Shell blamed lower crude oil prices and dampened output for a tumble in profits, as depressed prices and a raft of charges cancelled out most of the world's second largest oil company's favourable refining margins.
Shell posted a current cost of supply (CCS) net profit of $6.1bn (£3.8bn), down from $7.2 billion the previous year and shy of analysts' forecasts of around $6.3bn.
Stripping out the charges for UK tax changes, US gas prices and other factors, which include charges from upstream earnings, the bottom line came in at $6.6bn, down 6 percent from last year.
"Our earnings were driven by lower oil and gas prices, and lower chemicals margins, which offset the benefits of our operating performance, underlying growth in oil and gas production, and higher results in Integrated Gas and Oil Products," says Peter Voser, CEO of Royal Dutch Shell.

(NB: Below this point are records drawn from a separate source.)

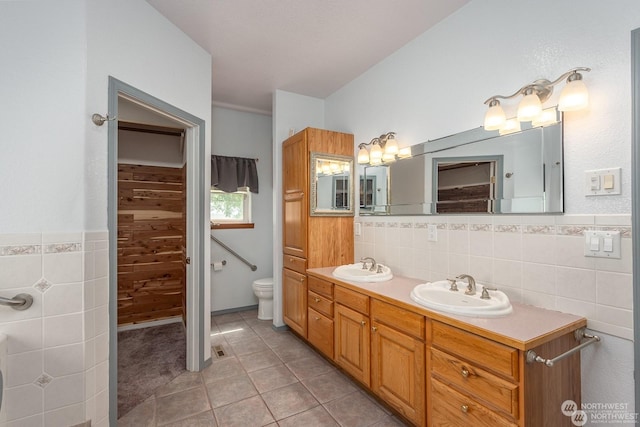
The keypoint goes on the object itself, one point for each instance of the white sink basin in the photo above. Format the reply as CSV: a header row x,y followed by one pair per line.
x,y
355,273
437,296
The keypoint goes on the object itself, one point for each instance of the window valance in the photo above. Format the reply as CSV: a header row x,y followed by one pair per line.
x,y
230,173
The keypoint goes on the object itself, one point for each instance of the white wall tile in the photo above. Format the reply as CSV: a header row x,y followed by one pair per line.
x,y
63,267
23,401
62,330
64,360
23,368
63,299
64,391
614,289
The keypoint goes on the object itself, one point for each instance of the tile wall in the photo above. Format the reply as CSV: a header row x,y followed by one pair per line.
x,y
537,260
57,367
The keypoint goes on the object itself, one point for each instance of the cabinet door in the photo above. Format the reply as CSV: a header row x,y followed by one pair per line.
x,y
295,184
352,341
398,371
294,305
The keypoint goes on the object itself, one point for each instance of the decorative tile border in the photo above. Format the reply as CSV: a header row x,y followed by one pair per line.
x,y
19,250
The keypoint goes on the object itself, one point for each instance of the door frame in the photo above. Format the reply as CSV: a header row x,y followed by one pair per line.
x,y
635,202
197,328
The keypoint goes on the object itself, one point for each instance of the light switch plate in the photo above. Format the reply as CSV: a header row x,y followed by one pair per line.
x,y
608,244
602,182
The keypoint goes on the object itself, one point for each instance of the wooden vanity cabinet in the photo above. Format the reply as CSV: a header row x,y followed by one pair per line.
x,y
475,381
309,241
352,338
398,359
320,309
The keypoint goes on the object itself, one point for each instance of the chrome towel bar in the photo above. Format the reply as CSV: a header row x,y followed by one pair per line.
x,y
19,302
579,334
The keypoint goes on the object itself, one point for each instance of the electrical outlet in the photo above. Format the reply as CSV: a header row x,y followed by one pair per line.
x,y
432,232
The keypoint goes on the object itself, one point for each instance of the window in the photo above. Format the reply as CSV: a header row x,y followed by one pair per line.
x,y
230,210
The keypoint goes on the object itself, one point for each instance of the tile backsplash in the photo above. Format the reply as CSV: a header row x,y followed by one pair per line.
x,y
537,260
57,368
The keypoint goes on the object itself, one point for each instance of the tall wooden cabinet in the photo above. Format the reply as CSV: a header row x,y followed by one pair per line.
x,y
309,241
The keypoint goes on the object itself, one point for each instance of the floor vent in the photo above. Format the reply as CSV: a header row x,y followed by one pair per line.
x,y
219,351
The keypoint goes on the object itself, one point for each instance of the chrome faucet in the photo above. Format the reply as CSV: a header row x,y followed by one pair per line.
x,y
364,263
471,287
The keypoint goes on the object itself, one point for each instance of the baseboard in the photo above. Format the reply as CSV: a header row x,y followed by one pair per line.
x,y
176,319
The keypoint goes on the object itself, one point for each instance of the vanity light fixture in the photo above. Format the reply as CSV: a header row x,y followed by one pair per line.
x,y
383,149
574,96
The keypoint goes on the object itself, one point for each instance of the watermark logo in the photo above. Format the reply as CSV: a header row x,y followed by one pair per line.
x,y
598,413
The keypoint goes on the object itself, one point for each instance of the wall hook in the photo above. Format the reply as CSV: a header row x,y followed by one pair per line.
x,y
99,119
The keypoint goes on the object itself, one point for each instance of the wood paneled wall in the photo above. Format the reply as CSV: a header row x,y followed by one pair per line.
x,y
151,243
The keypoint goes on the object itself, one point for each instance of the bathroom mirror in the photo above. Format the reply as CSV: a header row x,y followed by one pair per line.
x,y
476,171
332,185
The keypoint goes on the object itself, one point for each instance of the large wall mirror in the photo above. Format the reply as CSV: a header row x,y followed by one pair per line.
x,y
476,171
331,185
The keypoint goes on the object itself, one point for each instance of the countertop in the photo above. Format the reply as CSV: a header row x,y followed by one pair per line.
x,y
526,328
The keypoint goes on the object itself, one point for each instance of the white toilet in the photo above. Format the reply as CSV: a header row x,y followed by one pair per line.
x,y
263,289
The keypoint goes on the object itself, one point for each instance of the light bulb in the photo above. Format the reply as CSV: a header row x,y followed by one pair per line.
x,y
530,107
363,156
510,126
574,96
391,147
495,117
376,152
545,118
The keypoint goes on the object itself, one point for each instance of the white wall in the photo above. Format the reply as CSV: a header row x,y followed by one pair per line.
x,y
243,134
56,60
436,85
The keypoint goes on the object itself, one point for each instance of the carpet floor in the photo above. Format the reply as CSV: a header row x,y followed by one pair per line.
x,y
147,359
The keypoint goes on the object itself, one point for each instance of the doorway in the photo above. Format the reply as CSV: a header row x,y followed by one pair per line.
x,y
197,330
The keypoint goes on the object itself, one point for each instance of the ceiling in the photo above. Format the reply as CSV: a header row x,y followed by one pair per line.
x,y
309,47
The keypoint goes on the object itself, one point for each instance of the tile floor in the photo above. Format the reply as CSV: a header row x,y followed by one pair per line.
x,y
266,378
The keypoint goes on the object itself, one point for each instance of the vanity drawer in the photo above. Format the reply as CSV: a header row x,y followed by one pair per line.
x,y
402,320
295,263
354,300
448,408
476,381
321,287
320,332
489,354
320,304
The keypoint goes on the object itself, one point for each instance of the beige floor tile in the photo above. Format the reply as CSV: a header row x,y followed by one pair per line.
x,y
255,361
316,417
289,400
183,404
249,412
330,386
230,390
272,377
355,410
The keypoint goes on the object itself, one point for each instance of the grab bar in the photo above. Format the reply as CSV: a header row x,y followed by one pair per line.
x,y
234,253
579,334
19,302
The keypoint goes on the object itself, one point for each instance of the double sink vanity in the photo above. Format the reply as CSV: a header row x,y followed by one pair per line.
x,y
437,368
448,353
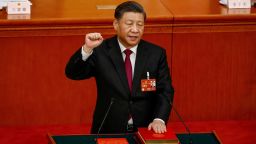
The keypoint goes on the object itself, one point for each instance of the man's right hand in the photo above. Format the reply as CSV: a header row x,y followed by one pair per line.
x,y
92,40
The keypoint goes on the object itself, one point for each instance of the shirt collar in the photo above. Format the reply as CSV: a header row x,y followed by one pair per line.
x,y
133,49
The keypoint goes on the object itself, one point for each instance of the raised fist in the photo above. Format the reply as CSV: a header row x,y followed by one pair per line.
x,y
92,40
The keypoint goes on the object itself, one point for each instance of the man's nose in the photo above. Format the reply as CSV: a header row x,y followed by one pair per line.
x,y
134,28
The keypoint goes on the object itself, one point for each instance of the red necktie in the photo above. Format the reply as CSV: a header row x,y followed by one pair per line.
x,y
128,67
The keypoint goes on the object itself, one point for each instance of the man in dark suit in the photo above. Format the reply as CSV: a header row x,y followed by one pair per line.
x,y
132,75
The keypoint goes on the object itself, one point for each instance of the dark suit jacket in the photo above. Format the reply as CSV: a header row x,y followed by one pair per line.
x,y
107,66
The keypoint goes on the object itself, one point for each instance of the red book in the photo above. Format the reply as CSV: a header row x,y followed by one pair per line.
x,y
112,141
149,137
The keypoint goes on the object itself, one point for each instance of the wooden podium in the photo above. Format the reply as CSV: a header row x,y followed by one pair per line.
x,y
132,138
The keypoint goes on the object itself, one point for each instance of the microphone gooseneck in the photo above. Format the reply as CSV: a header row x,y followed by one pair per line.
x,y
183,123
111,102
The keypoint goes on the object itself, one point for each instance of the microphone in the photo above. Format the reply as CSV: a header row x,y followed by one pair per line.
x,y
111,102
183,123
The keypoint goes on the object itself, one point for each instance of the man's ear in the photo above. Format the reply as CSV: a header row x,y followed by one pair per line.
x,y
115,24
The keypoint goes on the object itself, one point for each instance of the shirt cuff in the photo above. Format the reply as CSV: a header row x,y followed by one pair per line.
x,y
85,55
159,120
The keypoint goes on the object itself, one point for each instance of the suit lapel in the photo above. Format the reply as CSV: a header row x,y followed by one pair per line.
x,y
117,59
141,59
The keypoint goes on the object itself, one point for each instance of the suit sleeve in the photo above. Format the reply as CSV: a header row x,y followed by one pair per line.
x,y
164,91
78,69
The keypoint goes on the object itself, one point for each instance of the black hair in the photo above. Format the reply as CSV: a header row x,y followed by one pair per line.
x,y
129,6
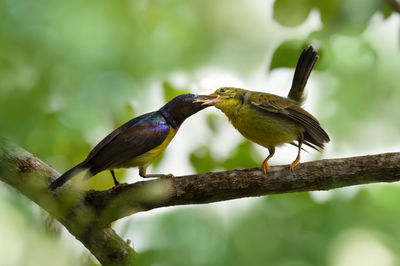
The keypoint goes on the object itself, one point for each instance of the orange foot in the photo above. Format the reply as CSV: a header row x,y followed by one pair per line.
x,y
119,185
294,164
265,167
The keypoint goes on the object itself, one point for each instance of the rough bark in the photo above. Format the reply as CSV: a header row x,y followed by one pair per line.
x,y
87,214
31,177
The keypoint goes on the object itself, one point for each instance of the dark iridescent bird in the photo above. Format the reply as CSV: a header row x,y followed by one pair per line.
x,y
270,120
137,142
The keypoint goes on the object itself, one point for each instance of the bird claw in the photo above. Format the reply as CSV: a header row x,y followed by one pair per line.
x,y
119,185
294,164
265,168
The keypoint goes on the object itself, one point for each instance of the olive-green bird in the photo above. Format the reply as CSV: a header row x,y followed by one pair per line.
x,y
270,120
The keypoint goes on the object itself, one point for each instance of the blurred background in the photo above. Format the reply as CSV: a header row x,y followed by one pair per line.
x,y
72,71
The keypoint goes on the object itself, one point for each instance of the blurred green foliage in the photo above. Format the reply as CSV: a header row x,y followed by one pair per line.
x,y
70,72
282,230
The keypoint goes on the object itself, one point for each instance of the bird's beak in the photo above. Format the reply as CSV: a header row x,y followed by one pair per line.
x,y
210,99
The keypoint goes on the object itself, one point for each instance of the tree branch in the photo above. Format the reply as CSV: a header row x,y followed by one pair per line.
x,y
79,210
31,177
219,186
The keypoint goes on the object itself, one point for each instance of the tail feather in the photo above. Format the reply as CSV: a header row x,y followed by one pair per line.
x,y
67,175
305,65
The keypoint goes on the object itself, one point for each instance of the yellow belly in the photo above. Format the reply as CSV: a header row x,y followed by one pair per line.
x,y
264,128
147,158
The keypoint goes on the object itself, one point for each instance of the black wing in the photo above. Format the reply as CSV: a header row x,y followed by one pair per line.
x,y
132,139
305,65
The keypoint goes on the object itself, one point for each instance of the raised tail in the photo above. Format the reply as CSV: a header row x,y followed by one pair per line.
x,y
304,66
67,175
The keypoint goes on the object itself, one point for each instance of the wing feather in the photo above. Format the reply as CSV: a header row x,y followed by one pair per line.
x,y
314,134
130,140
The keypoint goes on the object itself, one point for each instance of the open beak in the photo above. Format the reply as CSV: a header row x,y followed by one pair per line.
x,y
210,99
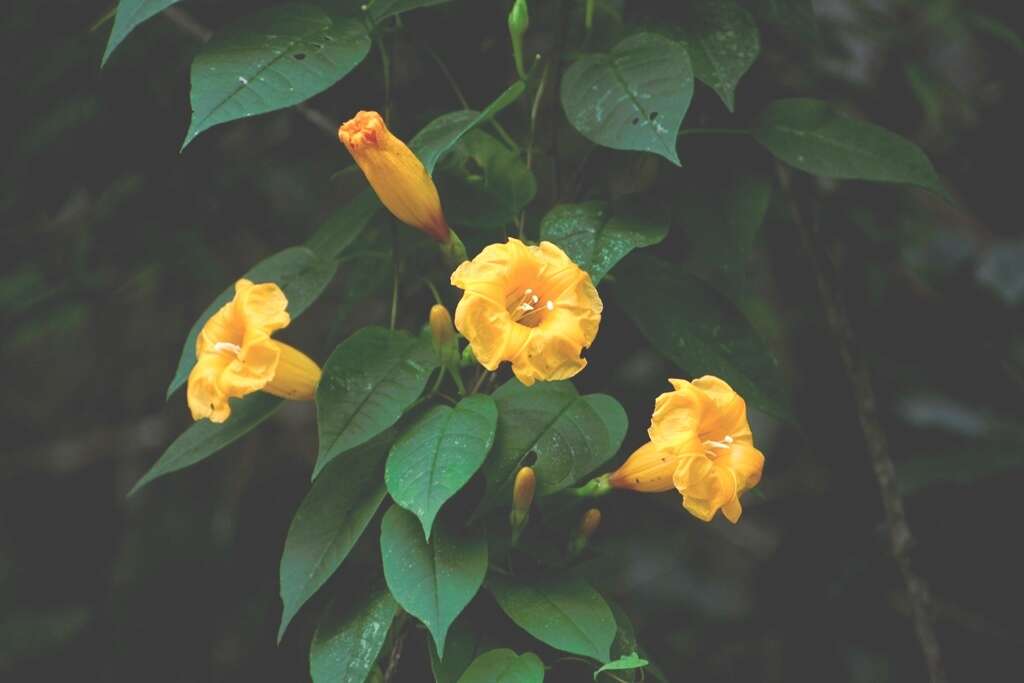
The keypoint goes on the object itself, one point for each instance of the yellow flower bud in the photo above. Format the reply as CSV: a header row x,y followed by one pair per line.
x,y
700,445
522,491
529,305
395,173
441,329
235,354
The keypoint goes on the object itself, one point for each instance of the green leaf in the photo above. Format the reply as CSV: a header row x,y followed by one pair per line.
x,y
381,9
815,137
204,438
505,666
274,58
344,225
432,581
722,40
368,383
597,237
441,134
302,275
349,637
130,14
464,642
484,183
438,455
699,330
631,660
634,97
562,611
570,435
330,520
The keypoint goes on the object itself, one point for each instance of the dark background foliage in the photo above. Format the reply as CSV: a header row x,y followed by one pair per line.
x,y
115,242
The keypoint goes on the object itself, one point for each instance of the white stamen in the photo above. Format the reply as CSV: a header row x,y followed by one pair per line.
x,y
227,346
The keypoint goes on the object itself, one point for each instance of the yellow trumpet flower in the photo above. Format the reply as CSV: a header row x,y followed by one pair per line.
x,y
531,306
395,173
701,445
235,354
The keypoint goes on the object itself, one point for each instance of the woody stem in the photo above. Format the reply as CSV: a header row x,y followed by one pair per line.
x,y
858,375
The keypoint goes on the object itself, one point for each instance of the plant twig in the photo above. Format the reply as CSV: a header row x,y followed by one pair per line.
x,y
395,655
188,25
900,541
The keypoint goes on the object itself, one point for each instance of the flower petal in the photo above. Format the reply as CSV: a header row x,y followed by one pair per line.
x,y
648,470
705,485
205,397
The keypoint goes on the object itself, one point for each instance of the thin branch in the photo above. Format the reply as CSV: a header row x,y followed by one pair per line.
x,y
900,541
188,25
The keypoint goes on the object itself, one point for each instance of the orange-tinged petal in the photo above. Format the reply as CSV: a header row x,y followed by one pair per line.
x,y
705,485
677,415
747,464
395,173
237,356
531,306
204,394
727,413
647,470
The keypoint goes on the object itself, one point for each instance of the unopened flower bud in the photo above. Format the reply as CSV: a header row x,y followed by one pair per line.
x,y
441,329
395,173
588,525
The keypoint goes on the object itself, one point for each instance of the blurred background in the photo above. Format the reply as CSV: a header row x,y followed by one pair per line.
x,y
114,243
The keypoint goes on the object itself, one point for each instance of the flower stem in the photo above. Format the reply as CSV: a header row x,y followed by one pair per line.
x,y
594,488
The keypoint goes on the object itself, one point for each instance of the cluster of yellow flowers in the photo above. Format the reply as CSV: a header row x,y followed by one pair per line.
x,y
528,305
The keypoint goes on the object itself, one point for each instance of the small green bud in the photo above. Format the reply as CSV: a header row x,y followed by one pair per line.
x,y
518,24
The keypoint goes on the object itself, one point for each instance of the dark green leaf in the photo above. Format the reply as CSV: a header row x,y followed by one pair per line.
x,y
205,438
484,183
597,237
381,9
432,581
626,662
464,643
699,330
274,58
130,14
349,637
569,434
505,667
722,40
300,273
440,134
634,97
344,225
368,383
562,611
438,455
814,136
330,520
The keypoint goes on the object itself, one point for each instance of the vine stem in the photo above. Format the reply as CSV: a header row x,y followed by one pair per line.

"We continue to refresh our portfolio, launching new oil and gas developments, making new exploration discoveries, purchasing new liquids-rich shale acreage and increasing our positions in oil and gas fields where we can add value with our innovation and scale. We are also continuing with our capital efficiency drive, selling down positions where others can add more value. We have announced around $6 billion of acquisitions and new acreage and also around $6 billion of asset sales in 2012, which will better position Shell for growth," he adds.
Force majeures in Nigerian oil production due to security breaches contributed to a fall in global liquids production of 5 percent, while gas output fell 4 percent.
Although cash flow from operating activities for the third quarter 2012 was $9.5bn, compared with $11.6bn in the same quarter last year, Shell kept dividends steady at $0.43, unchanged from the second quarter and against $0.42 a year ago.
Shell stocks traded were little changed in the opening minutes of London trading, rising around 0.7 percent to 2,139.50p. The stock is down around 9.8 percent so far this year.